Run a service using config file with one of the [available options](https://docs.victoriametrics.com/anomaly-detection/quickstart/#how-to-install-and-run-vmanomaly).
After you run `vmanomaly` with `preset` arg specified, available assets can be viewed, copied and downloaded at `http://localhost:8490/presets/` endpoint.
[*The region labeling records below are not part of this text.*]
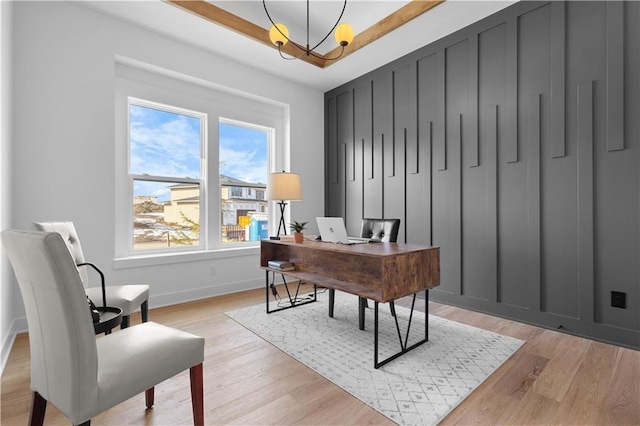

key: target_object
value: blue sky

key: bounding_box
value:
[129,105,268,201]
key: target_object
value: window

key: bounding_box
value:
[219,120,272,243]
[129,98,206,250]
[114,58,289,260]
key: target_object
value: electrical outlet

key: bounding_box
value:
[611,291,627,309]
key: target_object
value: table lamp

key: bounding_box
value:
[266,171,302,240]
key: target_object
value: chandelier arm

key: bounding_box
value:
[310,46,344,61]
[278,42,318,61]
[262,0,312,55]
[308,0,347,52]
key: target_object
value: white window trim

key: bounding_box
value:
[114,57,289,268]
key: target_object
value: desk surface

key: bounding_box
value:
[260,240,440,303]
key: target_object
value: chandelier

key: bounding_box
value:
[262,0,353,61]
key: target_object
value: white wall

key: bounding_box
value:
[0,2,15,371]
[3,2,324,342]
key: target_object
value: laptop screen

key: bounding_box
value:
[316,217,349,244]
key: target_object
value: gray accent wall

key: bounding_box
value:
[325,1,640,349]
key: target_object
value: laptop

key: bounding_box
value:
[316,217,369,244]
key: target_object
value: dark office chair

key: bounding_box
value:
[329,218,400,330]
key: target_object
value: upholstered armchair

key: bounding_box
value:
[329,218,400,330]
[33,222,149,328]
[2,230,204,425]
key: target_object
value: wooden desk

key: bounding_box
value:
[260,240,440,368]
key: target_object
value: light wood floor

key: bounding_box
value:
[1,284,640,426]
![preset-localhost](presets-localhost.webp)
## Node-Exporter
The Node-Exporter preset simplifies the monitoring and anomaly detection of key system metrics collected by [`node_exporter`](https://github.com/prometheus/node_exporter). This preset reduces the need for manual configuration and detects anomalies in metrics such as CPU usage, network errors, and disk latency, ensuring timely identification of potential issues. Below are detailed instructions on enabling and using the Node-Exporter preset, along with a list of included assets like alerting rules and Grafana dashboard.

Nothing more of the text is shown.